Jack Bishop recommends letting your turkey sit for at least 30 minutes before you start carving.
Jack Bishop recommends letting your turkey sit for at least 30 minutes before you start carving. Ruocaled/Flickr
If there's one Thanksgiving mistake Jack Bishop sees more than any other, it's people rushing to carve their birds. Bishop is editorial director of the public TV series America's Test Kitchen. He tells Fresh Air's Terry Gross, "Turkey needs to rest before you carve it ... and a lot fewer juices will end up on the carving board."
Bishop and Bridget Lancaster, also of America's Test Kitchen, share their tips for buying, seasoning and cooking a turkey, and describe some of their favorite side dishes.
On buying, seasoning and carving your turkey
Lancaster: Don't buy too big of a bird — 12 to 14 pounds is kind of the limit. Any larger than that and you're going to have a really big problem cooking it evenly because ... the breast meat tends to cook a lot faster than the dark meat. And it's also a problem of mechanics: It's really hard to get a 20-pound turkey into some of the more modern ovens. ...
After that, it's really making sure you season the turkey. We like natural turkeys, ones that aren't pre-brined or injected, so you either want to brine it — soak the turkey in saltwater solution — or you can rub salt under the skin. And that really, along with time, helps to season the turkey well. You do want to let either the brine or the salt rub do its job. Salting takes a bit more time. ... Twenty-four hours is a good period of time to wait. ... It slowly seasons it.
Daniel J. van Ackere/America's Test Kitchen
Daniel J. van Ackere/America's Test Kitchen
Breast meat is great when it's salted because it tends to hang on [to] its moisture a bit more, so it gives you a window or an error cushion.

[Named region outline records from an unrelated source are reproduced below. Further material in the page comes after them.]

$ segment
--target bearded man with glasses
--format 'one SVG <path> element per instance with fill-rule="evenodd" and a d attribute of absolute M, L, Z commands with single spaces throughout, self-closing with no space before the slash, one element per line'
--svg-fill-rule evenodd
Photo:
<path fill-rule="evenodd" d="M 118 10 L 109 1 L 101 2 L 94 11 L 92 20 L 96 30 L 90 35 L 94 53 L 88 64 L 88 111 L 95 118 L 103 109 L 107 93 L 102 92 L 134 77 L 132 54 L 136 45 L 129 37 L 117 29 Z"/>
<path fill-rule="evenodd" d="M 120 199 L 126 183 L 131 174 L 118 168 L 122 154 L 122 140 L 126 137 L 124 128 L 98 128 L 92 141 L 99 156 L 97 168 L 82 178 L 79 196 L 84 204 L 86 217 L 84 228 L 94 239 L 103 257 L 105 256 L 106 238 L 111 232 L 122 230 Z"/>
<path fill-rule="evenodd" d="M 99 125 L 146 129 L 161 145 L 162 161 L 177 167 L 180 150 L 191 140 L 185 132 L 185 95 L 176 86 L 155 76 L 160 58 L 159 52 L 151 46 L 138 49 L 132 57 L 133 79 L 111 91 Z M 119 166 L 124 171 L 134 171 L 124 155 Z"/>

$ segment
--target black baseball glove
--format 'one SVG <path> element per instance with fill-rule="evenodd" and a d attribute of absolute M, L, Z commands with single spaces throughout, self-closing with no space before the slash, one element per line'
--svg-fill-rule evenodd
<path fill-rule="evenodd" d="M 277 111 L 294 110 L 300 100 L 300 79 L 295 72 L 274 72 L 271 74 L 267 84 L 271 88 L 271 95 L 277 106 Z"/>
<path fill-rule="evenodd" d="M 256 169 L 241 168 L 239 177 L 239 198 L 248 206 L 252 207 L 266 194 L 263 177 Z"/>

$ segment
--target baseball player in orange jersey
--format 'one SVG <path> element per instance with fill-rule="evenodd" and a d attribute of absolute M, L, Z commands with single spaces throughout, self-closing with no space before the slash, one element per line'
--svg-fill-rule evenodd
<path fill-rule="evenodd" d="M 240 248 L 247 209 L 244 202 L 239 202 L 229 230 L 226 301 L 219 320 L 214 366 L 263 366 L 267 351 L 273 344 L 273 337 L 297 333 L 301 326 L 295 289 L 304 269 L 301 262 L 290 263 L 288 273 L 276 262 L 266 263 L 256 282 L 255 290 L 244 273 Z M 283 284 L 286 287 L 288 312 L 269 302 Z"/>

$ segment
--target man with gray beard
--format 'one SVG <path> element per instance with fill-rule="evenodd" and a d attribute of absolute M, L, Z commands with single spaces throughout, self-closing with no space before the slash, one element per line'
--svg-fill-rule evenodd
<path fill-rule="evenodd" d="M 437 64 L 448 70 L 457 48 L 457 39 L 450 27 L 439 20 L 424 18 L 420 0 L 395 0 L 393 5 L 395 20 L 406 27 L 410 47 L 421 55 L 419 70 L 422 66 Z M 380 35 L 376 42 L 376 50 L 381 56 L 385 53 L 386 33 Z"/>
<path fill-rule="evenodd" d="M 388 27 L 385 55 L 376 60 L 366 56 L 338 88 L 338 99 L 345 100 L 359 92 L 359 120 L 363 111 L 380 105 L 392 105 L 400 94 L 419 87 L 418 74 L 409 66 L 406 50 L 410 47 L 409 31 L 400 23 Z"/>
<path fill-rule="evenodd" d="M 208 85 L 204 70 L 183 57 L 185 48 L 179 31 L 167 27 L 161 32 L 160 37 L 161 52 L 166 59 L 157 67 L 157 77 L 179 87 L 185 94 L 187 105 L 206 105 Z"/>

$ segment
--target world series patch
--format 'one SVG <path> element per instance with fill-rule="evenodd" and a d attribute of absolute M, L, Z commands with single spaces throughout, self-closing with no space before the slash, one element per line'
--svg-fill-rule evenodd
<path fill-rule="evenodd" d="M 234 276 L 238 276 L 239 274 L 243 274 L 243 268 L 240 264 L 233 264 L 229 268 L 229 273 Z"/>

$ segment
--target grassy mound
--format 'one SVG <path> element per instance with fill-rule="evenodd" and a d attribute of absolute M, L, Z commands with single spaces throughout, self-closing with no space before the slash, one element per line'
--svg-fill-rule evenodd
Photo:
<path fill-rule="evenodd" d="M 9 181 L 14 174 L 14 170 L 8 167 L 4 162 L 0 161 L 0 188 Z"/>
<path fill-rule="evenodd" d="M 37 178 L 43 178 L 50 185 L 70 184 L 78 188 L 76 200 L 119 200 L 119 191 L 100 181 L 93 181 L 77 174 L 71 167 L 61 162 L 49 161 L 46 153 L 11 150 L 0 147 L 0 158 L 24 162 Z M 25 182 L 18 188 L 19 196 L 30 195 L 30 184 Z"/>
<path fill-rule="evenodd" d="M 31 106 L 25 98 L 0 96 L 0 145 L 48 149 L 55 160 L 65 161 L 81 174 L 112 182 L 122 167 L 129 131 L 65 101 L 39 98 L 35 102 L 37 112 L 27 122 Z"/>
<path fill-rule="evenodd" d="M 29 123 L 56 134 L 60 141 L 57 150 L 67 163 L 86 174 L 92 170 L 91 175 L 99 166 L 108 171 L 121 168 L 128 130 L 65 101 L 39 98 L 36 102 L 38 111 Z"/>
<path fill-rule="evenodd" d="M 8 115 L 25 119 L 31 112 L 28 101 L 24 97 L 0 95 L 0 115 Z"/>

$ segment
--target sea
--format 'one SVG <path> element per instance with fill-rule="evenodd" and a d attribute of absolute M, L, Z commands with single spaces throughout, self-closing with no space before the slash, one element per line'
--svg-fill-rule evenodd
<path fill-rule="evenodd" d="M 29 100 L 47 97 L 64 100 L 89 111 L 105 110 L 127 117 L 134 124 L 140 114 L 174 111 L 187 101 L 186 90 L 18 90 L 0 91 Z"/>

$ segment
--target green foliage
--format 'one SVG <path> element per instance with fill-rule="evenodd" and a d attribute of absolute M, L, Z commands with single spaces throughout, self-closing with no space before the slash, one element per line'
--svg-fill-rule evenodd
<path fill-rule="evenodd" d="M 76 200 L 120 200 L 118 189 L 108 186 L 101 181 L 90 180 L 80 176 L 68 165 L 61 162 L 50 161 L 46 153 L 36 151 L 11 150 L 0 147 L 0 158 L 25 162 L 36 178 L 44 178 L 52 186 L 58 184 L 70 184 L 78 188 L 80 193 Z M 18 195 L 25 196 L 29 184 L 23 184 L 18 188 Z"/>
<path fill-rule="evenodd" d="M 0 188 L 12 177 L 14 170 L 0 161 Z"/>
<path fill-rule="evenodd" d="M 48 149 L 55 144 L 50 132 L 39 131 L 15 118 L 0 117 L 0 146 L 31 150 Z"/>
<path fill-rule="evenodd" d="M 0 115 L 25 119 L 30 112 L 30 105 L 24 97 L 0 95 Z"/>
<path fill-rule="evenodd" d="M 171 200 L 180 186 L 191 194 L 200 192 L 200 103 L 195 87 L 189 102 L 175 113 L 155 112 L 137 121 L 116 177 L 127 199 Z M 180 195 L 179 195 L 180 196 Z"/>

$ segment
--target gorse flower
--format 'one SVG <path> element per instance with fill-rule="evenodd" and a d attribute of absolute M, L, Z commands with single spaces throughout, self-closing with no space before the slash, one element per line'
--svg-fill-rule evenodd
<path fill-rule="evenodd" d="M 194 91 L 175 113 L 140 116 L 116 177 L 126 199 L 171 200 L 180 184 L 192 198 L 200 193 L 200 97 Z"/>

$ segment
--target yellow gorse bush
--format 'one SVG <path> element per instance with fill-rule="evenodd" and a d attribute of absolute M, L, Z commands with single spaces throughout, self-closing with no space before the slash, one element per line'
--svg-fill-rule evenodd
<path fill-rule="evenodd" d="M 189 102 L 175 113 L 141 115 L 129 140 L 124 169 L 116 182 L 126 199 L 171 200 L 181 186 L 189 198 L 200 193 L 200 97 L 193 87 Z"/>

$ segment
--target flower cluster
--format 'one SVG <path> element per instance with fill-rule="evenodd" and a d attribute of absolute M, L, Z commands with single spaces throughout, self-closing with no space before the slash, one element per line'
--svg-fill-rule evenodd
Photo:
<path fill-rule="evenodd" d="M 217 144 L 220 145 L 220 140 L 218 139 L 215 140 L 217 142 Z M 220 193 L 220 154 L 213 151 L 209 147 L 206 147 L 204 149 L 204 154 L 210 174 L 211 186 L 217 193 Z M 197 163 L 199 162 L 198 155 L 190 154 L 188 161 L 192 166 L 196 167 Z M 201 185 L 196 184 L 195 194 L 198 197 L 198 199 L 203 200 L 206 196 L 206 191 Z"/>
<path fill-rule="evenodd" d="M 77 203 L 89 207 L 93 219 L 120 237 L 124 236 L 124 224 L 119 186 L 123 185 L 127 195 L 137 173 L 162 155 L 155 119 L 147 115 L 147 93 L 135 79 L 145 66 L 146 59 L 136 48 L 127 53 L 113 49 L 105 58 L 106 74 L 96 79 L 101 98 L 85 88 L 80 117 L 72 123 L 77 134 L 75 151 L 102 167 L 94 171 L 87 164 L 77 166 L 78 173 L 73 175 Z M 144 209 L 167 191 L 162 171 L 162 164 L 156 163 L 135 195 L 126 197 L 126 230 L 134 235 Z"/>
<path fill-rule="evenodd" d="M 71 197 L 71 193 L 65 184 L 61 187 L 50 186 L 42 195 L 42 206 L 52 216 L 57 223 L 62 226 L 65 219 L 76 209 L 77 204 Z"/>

Bishop: There's a rush to carve. Turkey needs to rest before you carve it. If you're using a small bird like Bridget suggests ... it's maybe 30 minutes. If you've got a larger bird, maybe 40 minutes. And there [are] two things that you're doing: One is it's much simpler to carve a bird that's not scorching hot; the second thing is you're letting the muscle fibers relax so that they can hold onto more of those juices.
On getting crispy skin on your turkey
Lancaster: One way is we rub the skin with a mixture of salt and pepper and a little bit of baking powder. And the baking powder seems very odd, but it actually is starting to dry out the surface just a little bit, ... that and loosening the skin and getting some of the seasoning under the skin. You can finish it off at a pretty high temperature just to give it a nice final blast of heat that will give it really nice crisp skin.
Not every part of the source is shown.